April 26, 2024

The Briny Maiden: the changing house over the shifting waters.  

Copyright 2016 James J. Kinley

The Briny Maiden: a tavern of long, twisting history on the docks of a great American city. The Maiden is a vast, many roomed, thick-timbered edifice built on the dock itself over the shifting waters of a bustling port.  She is a revered destination for adventurers and voyagers from every land known and unknown. She is recognized far and wide as a place where the food and drink are excellent and where the rules are different and strange.

The Maiden is notorious for serving as hostess to an exotic stew of people from every station and type, people who lead lives that burn across the world like fire. Sailors and nomads, priests and professors, aesthetes and roughnecks, artists and thugs, academics and lawmen, villains and poets, heroes and fools, all gather under her high roof to drink, talk, sing, argue, suffer, plot, and most of all to tell their stories.
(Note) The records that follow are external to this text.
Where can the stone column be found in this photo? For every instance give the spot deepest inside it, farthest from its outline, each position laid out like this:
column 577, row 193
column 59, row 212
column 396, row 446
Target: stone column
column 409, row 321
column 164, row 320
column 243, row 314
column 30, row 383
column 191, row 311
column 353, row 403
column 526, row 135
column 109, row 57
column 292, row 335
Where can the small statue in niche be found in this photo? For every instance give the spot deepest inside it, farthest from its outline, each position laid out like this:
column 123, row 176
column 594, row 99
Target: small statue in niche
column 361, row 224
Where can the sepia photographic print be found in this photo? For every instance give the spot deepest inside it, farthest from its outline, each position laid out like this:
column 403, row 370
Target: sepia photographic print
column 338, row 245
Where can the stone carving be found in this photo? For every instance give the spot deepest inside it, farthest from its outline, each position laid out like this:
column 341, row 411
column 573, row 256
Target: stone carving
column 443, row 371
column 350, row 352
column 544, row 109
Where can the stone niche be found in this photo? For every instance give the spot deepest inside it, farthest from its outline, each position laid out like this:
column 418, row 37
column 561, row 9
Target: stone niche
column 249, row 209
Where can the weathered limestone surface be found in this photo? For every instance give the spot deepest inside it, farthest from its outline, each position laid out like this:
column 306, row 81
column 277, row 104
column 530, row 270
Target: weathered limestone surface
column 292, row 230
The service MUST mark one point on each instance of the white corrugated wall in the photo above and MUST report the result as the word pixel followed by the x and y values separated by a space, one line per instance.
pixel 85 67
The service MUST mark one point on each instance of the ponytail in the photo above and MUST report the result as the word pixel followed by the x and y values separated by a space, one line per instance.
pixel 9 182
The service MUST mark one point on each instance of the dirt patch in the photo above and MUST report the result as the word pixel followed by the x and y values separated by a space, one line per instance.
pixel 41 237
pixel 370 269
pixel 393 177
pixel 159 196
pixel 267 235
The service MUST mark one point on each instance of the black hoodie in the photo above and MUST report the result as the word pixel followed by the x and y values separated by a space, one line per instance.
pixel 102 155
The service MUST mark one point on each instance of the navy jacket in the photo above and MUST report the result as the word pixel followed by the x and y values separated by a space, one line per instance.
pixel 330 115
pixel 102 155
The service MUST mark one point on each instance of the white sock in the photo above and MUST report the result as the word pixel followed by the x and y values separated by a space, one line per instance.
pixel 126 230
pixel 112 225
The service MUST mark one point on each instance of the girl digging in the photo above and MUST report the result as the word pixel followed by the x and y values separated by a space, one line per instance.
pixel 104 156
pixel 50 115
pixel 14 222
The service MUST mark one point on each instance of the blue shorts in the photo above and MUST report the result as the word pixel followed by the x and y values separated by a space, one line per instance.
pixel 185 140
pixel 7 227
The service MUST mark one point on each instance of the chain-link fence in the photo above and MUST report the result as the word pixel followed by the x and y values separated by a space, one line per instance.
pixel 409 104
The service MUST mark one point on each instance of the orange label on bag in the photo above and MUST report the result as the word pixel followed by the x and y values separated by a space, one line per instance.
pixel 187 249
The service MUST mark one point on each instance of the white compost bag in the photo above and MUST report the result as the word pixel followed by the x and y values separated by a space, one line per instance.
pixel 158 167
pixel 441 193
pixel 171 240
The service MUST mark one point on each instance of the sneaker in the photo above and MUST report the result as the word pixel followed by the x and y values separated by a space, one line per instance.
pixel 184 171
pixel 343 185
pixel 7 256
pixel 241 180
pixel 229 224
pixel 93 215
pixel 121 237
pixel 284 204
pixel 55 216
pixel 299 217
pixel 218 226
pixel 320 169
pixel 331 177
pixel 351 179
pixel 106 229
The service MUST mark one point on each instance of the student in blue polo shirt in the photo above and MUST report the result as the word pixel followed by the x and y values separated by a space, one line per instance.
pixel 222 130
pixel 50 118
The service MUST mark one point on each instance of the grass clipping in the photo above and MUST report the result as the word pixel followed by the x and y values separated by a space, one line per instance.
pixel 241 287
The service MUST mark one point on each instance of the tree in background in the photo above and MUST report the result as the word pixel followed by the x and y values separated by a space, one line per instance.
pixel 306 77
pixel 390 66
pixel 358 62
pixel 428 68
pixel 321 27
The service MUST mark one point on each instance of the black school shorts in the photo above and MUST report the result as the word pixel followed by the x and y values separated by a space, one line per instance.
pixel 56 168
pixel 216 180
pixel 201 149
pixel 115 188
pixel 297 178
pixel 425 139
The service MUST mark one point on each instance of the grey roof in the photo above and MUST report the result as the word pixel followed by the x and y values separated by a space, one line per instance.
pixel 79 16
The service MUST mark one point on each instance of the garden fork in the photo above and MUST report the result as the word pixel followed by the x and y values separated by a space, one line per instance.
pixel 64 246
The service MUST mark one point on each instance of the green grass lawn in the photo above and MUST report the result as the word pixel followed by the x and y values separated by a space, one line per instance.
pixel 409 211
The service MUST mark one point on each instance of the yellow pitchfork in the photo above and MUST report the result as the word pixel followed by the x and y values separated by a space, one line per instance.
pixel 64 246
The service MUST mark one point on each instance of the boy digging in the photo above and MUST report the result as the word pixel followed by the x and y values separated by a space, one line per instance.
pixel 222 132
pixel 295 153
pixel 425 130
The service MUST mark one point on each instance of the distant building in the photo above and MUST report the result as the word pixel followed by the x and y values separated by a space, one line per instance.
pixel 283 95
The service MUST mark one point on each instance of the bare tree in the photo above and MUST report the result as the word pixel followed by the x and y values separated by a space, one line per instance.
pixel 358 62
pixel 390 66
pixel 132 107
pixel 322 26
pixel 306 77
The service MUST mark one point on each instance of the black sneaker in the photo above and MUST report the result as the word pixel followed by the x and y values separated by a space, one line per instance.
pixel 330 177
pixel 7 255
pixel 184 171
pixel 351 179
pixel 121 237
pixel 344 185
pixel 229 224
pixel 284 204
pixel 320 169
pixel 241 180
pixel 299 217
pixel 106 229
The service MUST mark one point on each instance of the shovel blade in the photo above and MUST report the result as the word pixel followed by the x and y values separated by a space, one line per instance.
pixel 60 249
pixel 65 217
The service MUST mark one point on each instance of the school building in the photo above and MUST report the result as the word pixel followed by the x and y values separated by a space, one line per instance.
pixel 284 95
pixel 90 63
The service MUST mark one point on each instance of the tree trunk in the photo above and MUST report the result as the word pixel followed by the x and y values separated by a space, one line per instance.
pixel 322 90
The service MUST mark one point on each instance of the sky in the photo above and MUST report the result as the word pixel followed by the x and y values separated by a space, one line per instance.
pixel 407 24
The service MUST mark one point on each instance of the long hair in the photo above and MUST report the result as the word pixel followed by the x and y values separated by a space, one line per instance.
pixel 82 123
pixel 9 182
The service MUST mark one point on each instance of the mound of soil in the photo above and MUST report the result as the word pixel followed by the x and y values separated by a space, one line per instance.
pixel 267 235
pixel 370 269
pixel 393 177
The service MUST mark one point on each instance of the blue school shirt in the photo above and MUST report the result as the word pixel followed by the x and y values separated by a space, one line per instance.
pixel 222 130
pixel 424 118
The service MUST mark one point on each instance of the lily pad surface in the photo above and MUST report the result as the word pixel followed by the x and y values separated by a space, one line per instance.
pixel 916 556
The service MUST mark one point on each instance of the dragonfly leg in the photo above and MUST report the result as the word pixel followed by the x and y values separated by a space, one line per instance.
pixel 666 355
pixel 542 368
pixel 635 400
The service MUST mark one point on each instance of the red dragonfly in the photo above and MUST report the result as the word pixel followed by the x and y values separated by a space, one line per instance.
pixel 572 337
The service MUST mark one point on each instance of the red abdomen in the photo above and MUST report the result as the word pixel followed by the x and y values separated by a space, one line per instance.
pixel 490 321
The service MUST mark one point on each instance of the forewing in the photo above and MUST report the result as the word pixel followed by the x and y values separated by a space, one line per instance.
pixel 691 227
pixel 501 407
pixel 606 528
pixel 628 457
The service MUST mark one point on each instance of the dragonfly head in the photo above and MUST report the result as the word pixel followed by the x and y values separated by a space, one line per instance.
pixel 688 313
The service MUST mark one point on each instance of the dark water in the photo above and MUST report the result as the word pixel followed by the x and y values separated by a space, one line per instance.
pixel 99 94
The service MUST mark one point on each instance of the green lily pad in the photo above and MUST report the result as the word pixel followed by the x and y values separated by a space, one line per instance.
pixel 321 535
The stories that are told at the Briny Maiden can be heard nowhere else in the universe; stories of fantastic adventure and of pedestrian, banal suffering; stories of wild terror and baroque hilarity; tales of misadventure and lore, unimagined lands and weird delights.  Stories bright and blinding. Stories deep and foreboding. Stories that conjure, astonish and blur. Stories that sadden or inspire. Stories to chill you and stories that will change your life.

 

Yet for all of the stories we know little of the Briny Maiden’s past itself. References to her history confound and entice more than they explain.

 

Excerpt from the Encyclopedia of Unreliable Information (3rd Edition)
“One night early last century, stillness choked with seaside fog and the quiet before a last breath. The sounds of the port city are masked by the thick air. The darkness shuddered as an ancient wooden ship (the Briny Maiden by name) smashed into a dilapidated, abandoned dock with the sound of horrendous snapping bones. In the following months the dock was hidden by barricades preventing the curious from observing whatever strange work was being done.  Reports of the noise of construction mixed with strange wet sounds not accountable by the lapping of the tides.  Birthed from this strange and violent union was a deep and charismatic tavern, way post for all and sundry and home to every description of tale. Over the bar was mounted the Maiden’s masthead from which the edifice derives its name.”

 

 

-Excerpt from the diaries of Sorano Clee; artist, essayist, satirist and traveler.
“17th February. America.   Hear tell that the ship that was the free sailing Briny Maiden– before its transmogrification into the dockland tavern– has a history that is lost in shadow. I can’t, by the way, take credit for that delightful turn of phrase “…lost in shadow”, it was used by that decrepit old man who told me the story of the tavern while we enjoyed deep steins of excellent beer at the very location (on my tab of course). To continue with what is known of the story:  the vessel was built in the shipyards of Liverpool “in the midst of an earlier century”.  Well-made and sturdy it had a reputation of being dependable on long journeys and it plied the many seas on voyages of trade and exploration. Ownership seems uncertain (should look into it further).  It was taken on the trade routes to the southern climes and then its story becomes clouded. Apparently it drops from the knowledge of my fellow men (such as they are termed for some reason) and is presumed lost, until, much later, the masthead over the tavern’s bar was recognized by a traveler who reacted with fear and confusion. It seems this sensitive soul fled the building before he could communicate the cause of his distress. Now isn’t that interesting?”

 

The One Hundred Percent Club member known as Mademoiselle describes the discovery of some undefined “ship documents” from the Briny Maiden on a rocky island off the coast of Antarctica. She did not record the eventual fate of the documents but her journals relate that from that period forward she is on the alert for the weird unhuman call of “tekili-tekili-li”.

 

“Folk Tellings Monthly” the official periodical of the Urban Folklore Society (June 1950 issue) offers the following:

“Society’s desire for mystery does not limit itself tales to lost, bygone eras but extends itself to the construction of stories referring to modern day personalities, organizations and businesses. Take for instance the well-established dockside bar and hostelry known as The Briney Maid (sic) tavern. Despite the popularity of the establishment and reputed friendly demeanor of the bar staff, there are persistent legends about what goes on in the mysterious barred rooms that patrons are not permitted under any circumstances to see. There are also rumors regarding the establishment’s owner or possibly owners. It is claimed that the owner very rarely appears into public view and when he does he takes pains to hide his appearance. Even more unusual is that the reports of his appearance alter from sighting to sighting, for instance one time he will appear to be tall and stout and the next description he will seem to be short and hunched. Thus he has become known in local lore as the “shifting man” or the “changing man”. Attempts to elucidate this situation have been inconclusive.”